Gale Shapley and Stable Matching Problem
Let us assume a case that is impossible to happen in real life: a man, let’s call him m1, proposes to a woman, let’s call her w1, by one following the order of his preference list. If a woman is not “taken,” meaning she has not gotten paired up with a partner or she prefers m1 over her current partner m2, she will accept him and her new partner will be updated to m1. If she is already paired up with m3, another man, and she prefers m3 over m1, she rejects.
Now, think about the following question:
Can a man or a woman end up better off by lying about his or her preferences?
Suppose each participant has a preference list. A woman w supposedly prefers man m to m’, but both m and m’ are quite low on her list. If she lies about her preferences, meaning switching the order of m and m’ by falsely claiming the opposite order, will w end up being with m1, the man she truly prefers over m and m’?
This question explores the issue of truthfulness in the Stable Matching Problem and the Gale-Shapley algorithm used in this problem.
Stable Matching
Let’s first look at the definition of Stable Matching.
A stable match is a perfect match with no unstable pair.
- What is an Unstable Pair?
Given a set of preferences among men and women. Man m and woman w form an unstable pair if both:
- m prefers w to his matched woman
- w prefers m to her matched man
For example:
man m1’s list:
w1, w2
m1 is engaged with w2
woman w1’s list:
m1, m2
w1 is engaged with m2
Here, m1-w1 is an unstable pair
- What is a Perfect Match?
A perfect match MA is a set of ordered pairs m-w with m <- M and w <- W such that:
- Each man m <- M appears in at most one pair of MA
- Each woman w <- W appears in at most one pair of MA
A matching MA is perfect is |MA| = |M| = |W| = n
The goal of a stable matching problem is to find a stable match (if one exists), given the preference lists of n men and n women.

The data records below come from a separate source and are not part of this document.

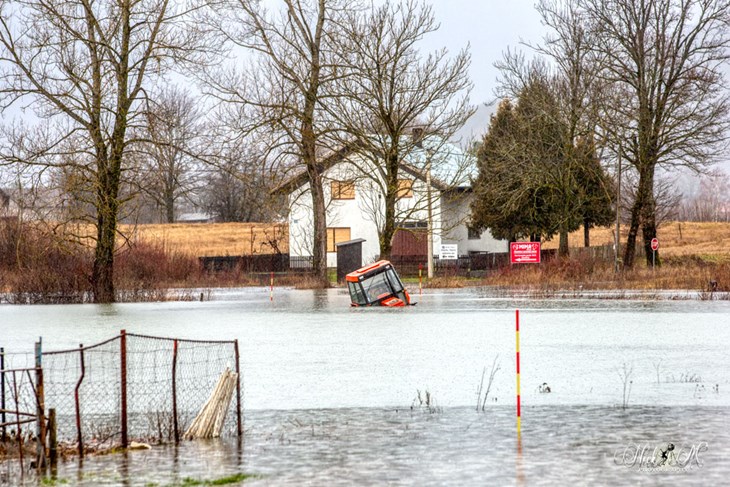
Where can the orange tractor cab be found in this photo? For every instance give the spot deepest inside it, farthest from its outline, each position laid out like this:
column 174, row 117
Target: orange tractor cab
column 377, row 285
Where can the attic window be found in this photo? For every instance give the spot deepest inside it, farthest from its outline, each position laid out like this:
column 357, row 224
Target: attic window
column 405, row 188
column 343, row 190
column 336, row 235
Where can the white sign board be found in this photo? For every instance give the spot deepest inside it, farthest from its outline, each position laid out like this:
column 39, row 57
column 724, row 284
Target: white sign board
column 449, row 252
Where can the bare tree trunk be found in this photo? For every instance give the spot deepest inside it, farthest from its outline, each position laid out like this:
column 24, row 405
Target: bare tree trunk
column 648, row 228
column 391, row 194
column 102, row 278
column 319, row 252
column 563, row 250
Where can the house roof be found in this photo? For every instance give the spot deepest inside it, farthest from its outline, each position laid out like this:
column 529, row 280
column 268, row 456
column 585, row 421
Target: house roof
column 451, row 166
column 301, row 177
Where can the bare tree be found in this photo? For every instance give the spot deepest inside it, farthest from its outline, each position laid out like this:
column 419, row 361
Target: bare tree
column 281, row 90
column 84, row 68
column 387, row 90
column 570, row 67
column 173, row 128
column 665, row 59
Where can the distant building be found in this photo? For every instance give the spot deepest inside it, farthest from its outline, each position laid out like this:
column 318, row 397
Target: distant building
column 355, row 208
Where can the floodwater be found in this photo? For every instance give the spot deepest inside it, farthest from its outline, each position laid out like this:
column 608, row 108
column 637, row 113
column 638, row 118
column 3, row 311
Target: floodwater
column 330, row 391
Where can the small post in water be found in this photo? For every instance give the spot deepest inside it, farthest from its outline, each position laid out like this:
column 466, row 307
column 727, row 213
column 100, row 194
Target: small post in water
column 52, row 441
column 123, row 386
column 40, row 407
column 420, row 279
column 517, row 339
column 2, row 392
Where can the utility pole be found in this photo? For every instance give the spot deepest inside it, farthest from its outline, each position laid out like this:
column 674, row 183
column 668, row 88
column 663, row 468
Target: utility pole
column 618, row 214
column 430, row 214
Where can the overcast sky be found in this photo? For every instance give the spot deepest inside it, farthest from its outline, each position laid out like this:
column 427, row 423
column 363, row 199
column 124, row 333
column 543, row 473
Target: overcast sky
column 489, row 26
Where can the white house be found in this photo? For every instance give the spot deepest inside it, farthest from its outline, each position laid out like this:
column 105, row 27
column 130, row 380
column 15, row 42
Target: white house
column 353, row 195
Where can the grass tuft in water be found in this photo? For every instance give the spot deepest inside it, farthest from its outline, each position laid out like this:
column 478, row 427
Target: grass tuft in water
column 51, row 481
column 230, row 479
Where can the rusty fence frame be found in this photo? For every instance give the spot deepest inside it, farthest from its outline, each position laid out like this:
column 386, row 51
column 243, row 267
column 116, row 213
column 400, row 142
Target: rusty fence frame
column 39, row 416
column 124, row 421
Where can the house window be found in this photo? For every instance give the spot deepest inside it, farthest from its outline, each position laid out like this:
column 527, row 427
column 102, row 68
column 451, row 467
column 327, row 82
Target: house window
column 343, row 190
column 473, row 233
column 335, row 236
column 405, row 188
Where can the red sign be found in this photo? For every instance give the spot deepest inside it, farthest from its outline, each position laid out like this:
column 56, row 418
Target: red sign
column 524, row 252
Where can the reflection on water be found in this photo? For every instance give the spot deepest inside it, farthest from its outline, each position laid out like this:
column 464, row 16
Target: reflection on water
column 322, row 382
column 457, row 446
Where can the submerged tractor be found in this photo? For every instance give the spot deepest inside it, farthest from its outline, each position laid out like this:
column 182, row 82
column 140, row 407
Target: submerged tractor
column 377, row 285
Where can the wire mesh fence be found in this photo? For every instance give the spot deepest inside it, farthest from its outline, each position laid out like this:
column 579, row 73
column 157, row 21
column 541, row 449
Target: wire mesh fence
column 133, row 387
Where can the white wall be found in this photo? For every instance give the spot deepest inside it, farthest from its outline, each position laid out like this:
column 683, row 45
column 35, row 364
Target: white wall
column 456, row 232
column 363, row 213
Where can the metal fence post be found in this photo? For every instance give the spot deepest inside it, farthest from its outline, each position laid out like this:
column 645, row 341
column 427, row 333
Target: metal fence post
column 16, row 395
column 52, row 438
column 2, row 391
column 174, row 392
column 79, row 436
column 123, row 379
column 40, row 407
column 239, row 429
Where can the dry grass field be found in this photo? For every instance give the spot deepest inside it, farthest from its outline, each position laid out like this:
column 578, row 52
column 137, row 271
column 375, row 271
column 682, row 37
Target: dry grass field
column 710, row 241
column 213, row 239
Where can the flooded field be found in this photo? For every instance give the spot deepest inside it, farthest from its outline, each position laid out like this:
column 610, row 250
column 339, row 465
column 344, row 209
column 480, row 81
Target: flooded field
column 330, row 392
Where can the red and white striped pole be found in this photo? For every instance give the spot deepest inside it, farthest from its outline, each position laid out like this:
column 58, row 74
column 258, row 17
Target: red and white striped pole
column 517, row 339
column 420, row 279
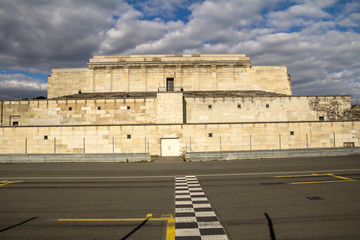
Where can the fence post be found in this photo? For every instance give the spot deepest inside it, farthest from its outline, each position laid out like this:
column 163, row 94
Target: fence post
column 190, row 144
column 250, row 142
column 84, row 144
column 220, row 145
column 279, row 141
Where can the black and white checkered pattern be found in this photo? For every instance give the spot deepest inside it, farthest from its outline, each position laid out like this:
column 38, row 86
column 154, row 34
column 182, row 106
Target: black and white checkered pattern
column 194, row 217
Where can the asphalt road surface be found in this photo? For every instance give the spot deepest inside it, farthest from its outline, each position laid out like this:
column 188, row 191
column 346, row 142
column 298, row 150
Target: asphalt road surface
column 299, row 198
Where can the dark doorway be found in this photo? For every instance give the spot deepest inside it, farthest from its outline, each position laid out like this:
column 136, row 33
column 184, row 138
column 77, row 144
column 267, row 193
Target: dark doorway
column 169, row 84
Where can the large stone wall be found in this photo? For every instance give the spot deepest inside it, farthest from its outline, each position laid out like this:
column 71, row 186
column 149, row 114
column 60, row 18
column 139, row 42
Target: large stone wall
column 149, row 73
column 147, row 138
column 267, row 109
column 170, row 107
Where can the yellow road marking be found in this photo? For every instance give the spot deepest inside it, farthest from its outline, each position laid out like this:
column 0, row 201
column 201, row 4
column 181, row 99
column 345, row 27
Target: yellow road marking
column 344, row 179
column 5, row 182
column 170, row 229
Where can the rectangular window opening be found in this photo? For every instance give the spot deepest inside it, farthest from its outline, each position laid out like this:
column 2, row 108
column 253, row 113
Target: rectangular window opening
column 169, row 84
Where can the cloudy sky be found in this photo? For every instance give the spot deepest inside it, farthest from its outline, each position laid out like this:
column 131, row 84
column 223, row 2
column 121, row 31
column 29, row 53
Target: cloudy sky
column 319, row 41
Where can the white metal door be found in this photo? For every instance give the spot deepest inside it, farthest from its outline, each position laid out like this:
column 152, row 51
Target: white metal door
column 170, row 147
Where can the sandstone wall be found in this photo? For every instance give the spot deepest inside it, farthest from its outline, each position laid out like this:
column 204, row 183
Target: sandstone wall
column 267, row 109
column 137, row 138
column 170, row 108
column 79, row 112
column 149, row 73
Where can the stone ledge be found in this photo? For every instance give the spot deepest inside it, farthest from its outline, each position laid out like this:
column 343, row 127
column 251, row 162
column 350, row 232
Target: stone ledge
column 50, row 158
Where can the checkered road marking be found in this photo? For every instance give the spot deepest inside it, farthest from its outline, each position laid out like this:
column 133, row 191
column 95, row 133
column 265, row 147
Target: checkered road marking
column 194, row 217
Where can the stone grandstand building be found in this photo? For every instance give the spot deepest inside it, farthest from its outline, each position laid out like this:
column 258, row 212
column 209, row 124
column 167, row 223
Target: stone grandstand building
column 169, row 104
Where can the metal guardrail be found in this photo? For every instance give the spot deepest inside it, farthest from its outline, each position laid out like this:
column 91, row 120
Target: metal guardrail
column 176, row 89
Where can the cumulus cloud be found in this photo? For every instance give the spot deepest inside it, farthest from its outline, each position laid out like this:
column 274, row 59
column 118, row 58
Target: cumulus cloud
column 317, row 40
column 20, row 86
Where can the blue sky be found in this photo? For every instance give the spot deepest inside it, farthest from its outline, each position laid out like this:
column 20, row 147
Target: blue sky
column 319, row 41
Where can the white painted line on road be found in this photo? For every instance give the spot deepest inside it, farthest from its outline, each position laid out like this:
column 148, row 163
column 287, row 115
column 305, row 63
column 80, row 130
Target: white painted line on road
column 172, row 176
column 189, row 225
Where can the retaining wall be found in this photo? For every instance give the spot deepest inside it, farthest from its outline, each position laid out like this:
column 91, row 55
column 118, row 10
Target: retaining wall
column 233, row 155
column 36, row 158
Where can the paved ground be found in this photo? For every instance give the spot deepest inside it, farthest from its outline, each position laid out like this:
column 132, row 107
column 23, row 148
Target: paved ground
column 303, row 198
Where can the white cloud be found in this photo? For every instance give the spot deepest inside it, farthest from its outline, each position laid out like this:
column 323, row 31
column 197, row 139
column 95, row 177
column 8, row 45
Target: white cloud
column 19, row 86
column 317, row 40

Gale-Shapley and Man-Optimality
To find a stable match, an intuitive method called the “Gale-Shapley deferred acceptance algorithm” is used.
The algorithm is basically the same as the process of pairing up men and women in the case I just asked you to imagine. To put it into a more general case, it is the following:
1. First, initialize M to empty matching
2. A WHILE loop. While some man m is unmatched and hasn’t proposed to every single woman on his list
In this loop, get w, the first woman on m’s list to whom m has not proposed yet
IF w is unmatched, add m-w to matching M
ELSE IF w prefers m to current partner m’, replace m’-w with m-w in matching M
ELSE, w rejects m
3. Finish the loop, return stable matching M
It is known that Gale-Shapley matching is man-optimal. To see further proof of this claim, feel free to read this.
Now that we understand the process of the Gale-Shapley algorithm and its way of finding a stable match, let’s get back to our original question: can a man or a woman end up better off by lying about his or her preferences?
This is a rather difficult question to prove if you want to give a proof that for any set of preference lists, lying about the preference of partners can improve a man or a woman’s final match in the Gale-Shapley algorithm. Hence, here I choose to come up with an example of a set of preference lists for men and women and there exists a switch that can improve a woman’s partner in the end.
Preference list of men:
D: A > B > C
E: B > A > C
F: A > B > C
Preference list of women:
A: E > D > F
B: D > E > F
C: D > E > F
If woman A lies, updated preference list of women:
A: E > F > D (she lies about preferring F over D but she actually does not)
B: D > E > F
C: D > E > F
If we run the Gale-Shapley on the first two preference lists above, we obtain the final match to be D-A, E-B, F-C, noticing that A is paired with her second preference.
If we run the Gale-Shapley on the updated preference list of women if A lies, we obtain the match to be D-B, E-A, F-C, noticing that A ends up with her first preference.
Voila! We now proved that lying about one’s preference list makes it possible for men or women to end up better off; that is, with their more desired partner.